Like most things on a snowboard, Chloe Kim and her father learned together. That meant falling each time they got off the chair lift, until at 6 years old Chloe asserted that she’d like to fall on her own.
Or that contrary to what Jong Jin Kim’s engineering background would have taught him, that leaning on her back foot was the best way to ride through powder.
Or that candle wax is not the same as snowboard wax, a lesson learned the hard way after Jong Jin melted some down at a competition in Australia and poured it on Chloe’s board. It cracked after the first run, but she took third on a rented snowboard.
It’s easy for Chloe, 17, to see the hilarity in it now. And as she heads to her first Olympics, to have gratitude for all the hard-earned lessons they’ve had together in snowboarding.
“He actually dragged me to the mountain when I was 4 to bribe my mom to come snowboard with him, so it really wasn’t voluntary on my part,” she said. “But I’m actually really glad he did that. And I’m really glad he just kept bringing me to the mountain.”
For Kim, that parental guidance and support have fostered a love of snowboarding that has made her the best female rider in the world. In Pyeongchang, she’s a heavy favorite to win gold with her extended family watching in the country her parents emigrated from.
It’s been a rapid rise through the sport for Kim, one guided by her father.
Kim moved to Switzerland, where one of her aunts lives, in third and fourth grade, with Jong Jin and Boran, her mother, alternating trips to visit her.
When her father came, snowboarding was usually involved, a trip that meant taking two trains and a gondola to ride the halfpipe at Avoriaz in France.
But Jong Jin wasn’t preparing her for a professional career.
“We didn’t really expect that you can bring her to the Olympics because her (mother’s) family, my family, no one is an athlete out of our family history,” Jong Jin said. “So the reason Chloe went to Switzerland is not because of snowboard. It’s because I want her to learn French.”
When she was 12, Kim’s parents gave her the option to stop or keep going. It was apparent she had potential, but they didn’t want to push their daughter in what can be a dangerous sport.
A year later, she became the youngest X Games medalist at the time when she won silver.
“After I was 9 or 10, it was all uphill for me,” Kim said. “I loved it more and more every year, and it was just a really exciting process for me.”
The season she won her first X Games medal, Kim met the qualification criteria for Sochi.

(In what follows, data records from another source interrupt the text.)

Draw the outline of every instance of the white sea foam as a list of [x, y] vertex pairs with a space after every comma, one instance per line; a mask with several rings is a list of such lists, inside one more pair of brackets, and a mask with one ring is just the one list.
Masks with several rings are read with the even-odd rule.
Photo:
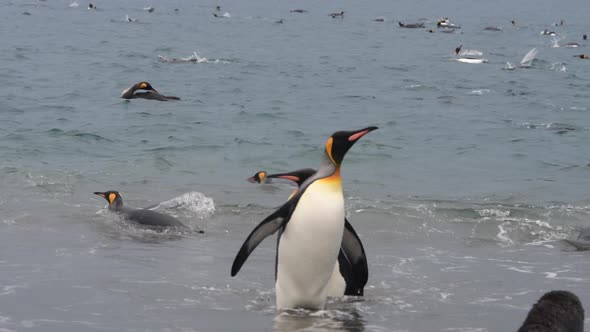
[[152, 209], [186, 209], [197, 214], [198, 218], [207, 218], [215, 212], [213, 199], [198, 191], [191, 191], [178, 197], [161, 202]]

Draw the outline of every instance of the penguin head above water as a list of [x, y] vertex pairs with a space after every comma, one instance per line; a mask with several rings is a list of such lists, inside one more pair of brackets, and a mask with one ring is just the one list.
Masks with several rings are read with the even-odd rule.
[[369, 132], [377, 129], [377, 127], [367, 127], [360, 130], [352, 131], [337, 131], [326, 143], [326, 154], [336, 165], [340, 166], [346, 152], [358, 141], [361, 137], [365, 136]]
[[264, 181], [264, 179], [266, 179], [266, 172], [265, 171], [259, 171], [256, 172], [256, 174], [254, 174], [254, 176], [248, 178], [247, 180], [252, 182], [252, 183], [262, 183], [262, 181]]
[[154, 91], [154, 92], [158, 92], [156, 91], [156, 89], [154, 89], [152, 87], [151, 84], [149, 84], [148, 82], [139, 82], [135, 85], [135, 89], [136, 90], [149, 90], [149, 91]]
[[123, 197], [121, 197], [121, 194], [119, 194], [118, 191], [109, 190], [105, 192], [95, 192], [94, 194], [106, 199], [107, 202], [109, 202], [109, 207], [118, 209], [123, 206]]

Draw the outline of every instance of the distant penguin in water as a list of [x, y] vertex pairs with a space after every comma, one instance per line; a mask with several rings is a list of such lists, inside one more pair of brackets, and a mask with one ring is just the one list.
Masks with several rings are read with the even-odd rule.
[[[146, 91], [145, 92], [138, 92], [138, 90], [146, 90]], [[164, 96], [164, 95], [160, 94], [148, 82], [139, 82], [139, 83], [133, 84], [131, 87], [123, 90], [123, 93], [121, 93], [121, 98], [123, 98], [123, 99], [143, 98], [143, 99], [159, 100], [159, 101], [180, 100], [180, 98], [178, 98], [178, 97]]]
[[584, 308], [568, 291], [545, 293], [517, 332], [584, 332]]
[[545, 30], [541, 31], [540, 35], [555, 37], [555, 36], [557, 36], [557, 33], [555, 33], [555, 31], [549, 31], [549, 30], [545, 29]]
[[330, 14], [328, 14], [328, 16], [331, 16], [332, 18], [336, 18], [336, 17], [344, 18], [344, 11], [341, 11], [340, 13], [330, 13]]
[[483, 28], [483, 29], [484, 29], [485, 31], [502, 31], [502, 29], [501, 29], [501, 28], [499, 28], [499, 27], [496, 27], [496, 26], [488, 26], [488, 27], [485, 27], [485, 28]]
[[377, 127], [338, 131], [326, 142], [319, 170], [246, 238], [232, 264], [235, 276], [252, 251], [281, 230], [276, 308], [324, 309], [344, 233], [340, 167], [346, 152]]
[[94, 194], [106, 199], [109, 203], [109, 210], [122, 215], [127, 220], [155, 229], [176, 228], [178, 230], [189, 230], [183, 223], [167, 214], [123, 206], [123, 197], [118, 191], [110, 190], [95, 192]]
[[407, 28], [407, 29], [420, 29], [424, 28], [424, 23], [407, 23], [404, 24], [402, 22], [397, 22], [400, 28]]
[[[266, 171], [259, 171], [254, 176], [248, 178], [248, 181], [253, 183], [268, 183], [270, 179], [285, 179], [295, 182], [297, 184], [297, 190], [299, 190], [303, 183], [315, 173], [316, 170], [313, 168], [304, 168], [277, 174], [268, 174]], [[291, 196], [295, 195], [297, 190]], [[279, 233], [279, 239], [280, 236]], [[344, 233], [338, 254], [338, 264], [334, 269], [332, 279], [329, 283], [328, 296], [363, 296], [368, 280], [369, 267], [367, 265], [365, 248], [350, 222], [344, 218]]]

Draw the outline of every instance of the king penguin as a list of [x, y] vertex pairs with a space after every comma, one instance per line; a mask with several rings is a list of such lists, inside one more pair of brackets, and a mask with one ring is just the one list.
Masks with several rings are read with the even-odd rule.
[[134, 209], [123, 206], [123, 197], [118, 191], [95, 192], [109, 202], [109, 210], [121, 214], [125, 219], [134, 221], [138, 224], [156, 229], [175, 228], [178, 230], [188, 230], [189, 228], [176, 218], [167, 214], [158, 213], [148, 209]]
[[[303, 168], [287, 173], [268, 174], [266, 171], [259, 171], [254, 176], [248, 178], [250, 182], [265, 183], [269, 179], [285, 179], [293, 181], [297, 187], [305, 180], [309, 179], [316, 173], [313, 168]], [[297, 193], [295, 190], [291, 196]], [[289, 198], [291, 198], [289, 196]], [[277, 240], [277, 249], [280, 243], [280, 232]], [[278, 259], [278, 252], [277, 252]], [[275, 271], [275, 277], [276, 277]], [[348, 221], [344, 218], [344, 234], [342, 235], [342, 244], [340, 245], [340, 252], [338, 253], [338, 263], [334, 268], [334, 273], [328, 285], [328, 296], [341, 297], [348, 296], [363, 296], [365, 285], [369, 280], [369, 266], [367, 264], [367, 256], [365, 248], [361, 239], [356, 234], [356, 231]]]
[[346, 152], [377, 127], [338, 131], [326, 143], [320, 168], [277, 211], [265, 218], [238, 251], [235, 276], [266, 237], [282, 230], [276, 261], [276, 307], [324, 309], [344, 233], [340, 166]]

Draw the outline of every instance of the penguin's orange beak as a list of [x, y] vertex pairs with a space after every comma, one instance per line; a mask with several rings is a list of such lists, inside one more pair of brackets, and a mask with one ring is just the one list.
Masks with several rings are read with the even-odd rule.
[[357, 131], [356, 133], [350, 135], [348, 137], [348, 140], [350, 142], [355, 142], [355, 141], [359, 140], [361, 137], [365, 136], [366, 134], [372, 132], [375, 129], [377, 129], [377, 127], [368, 127], [365, 129], [361, 129], [361, 130]]

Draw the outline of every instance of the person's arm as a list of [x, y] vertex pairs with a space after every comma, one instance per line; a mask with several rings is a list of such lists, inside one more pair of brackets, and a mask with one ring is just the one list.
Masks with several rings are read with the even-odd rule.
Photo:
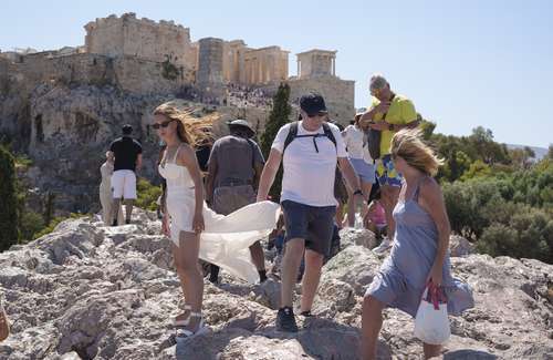
[[431, 279], [434, 285], [440, 286], [442, 281], [441, 270], [449, 248], [451, 226], [449, 224], [444, 195], [441, 194], [440, 186], [435, 179], [427, 178], [422, 181], [420, 184], [418, 203], [428, 214], [430, 214], [438, 229], [438, 251], [436, 251], [436, 258], [434, 259], [434, 265], [428, 275], [428, 280]]
[[255, 144], [253, 147], [253, 188], [257, 191], [259, 188], [259, 183], [261, 182], [261, 173], [263, 172], [263, 166], [265, 164], [265, 158], [261, 153], [261, 148]]
[[269, 158], [267, 160], [265, 166], [261, 172], [261, 178], [259, 181], [259, 188], [258, 188], [258, 202], [263, 202], [267, 199], [269, 191], [273, 185], [274, 177], [279, 172], [281, 161], [282, 161], [282, 153], [274, 147], [271, 148]]
[[208, 204], [211, 204], [211, 202], [213, 200], [215, 178], [217, 176], [218, 169], [219, 166], [217, 164], [217, 156], [213, 156], [211, 153], [211, 156], [209, 156], [208, 175], [206, 178], [206, 202]]
[[404, 100], [401, 103], [401, 119], [404, 124], [393, 124], [392, 131], [398, 132], [404, 128], [416, 128], [420, 124], [420, 116], [415, 111], [415, 105], [410, 100]]
[[201, 172], [198, 165], [198, 160], [196, 158], [196, 153], [192, 147], [188, 144], [181, 145], [178, 158], [186, 166], [190, 173], [190, 177], [194, 182], [195, 192], [195, 215], [192, 220], [192, 228], [198, 234], [205, 229], [204, 224], [204, 184], [201, 182]]
[[[338, 166], [349, 188], [353, 189], [353, 192], [361, 191], [359, 178], [355, 174], [349, 160], [347, 157], [338, 157]], [[362, 196], [368, 197], [368, 194], [363, 194]]]

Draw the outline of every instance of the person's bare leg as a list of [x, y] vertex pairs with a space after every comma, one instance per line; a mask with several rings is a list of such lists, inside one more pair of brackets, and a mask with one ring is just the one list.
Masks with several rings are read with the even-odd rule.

But at 13, she was too young to go.
It’s something she and her parents are thankful for. “I feel like that would have been too much for me at 13,” Kim said. “Honestly, it’s too much for me right now, so I don’t know if I could have done it four years ago.”
Seeing his daughter’s potential and already in his 50s, Jong Jin retired from his job as an engineer to travel with Chloe full time.
Her upward trajectory in the sport has continued, as she has used nearly unparalleled amplitude and the most progressive tricks to become the best women’s halfpipe rider in the world.
She has six X Games medals, including four gold. Kim won gold in halfpipe and slopestyle, an event she usually does not compete in, in the Youth Olympic Games in 2016.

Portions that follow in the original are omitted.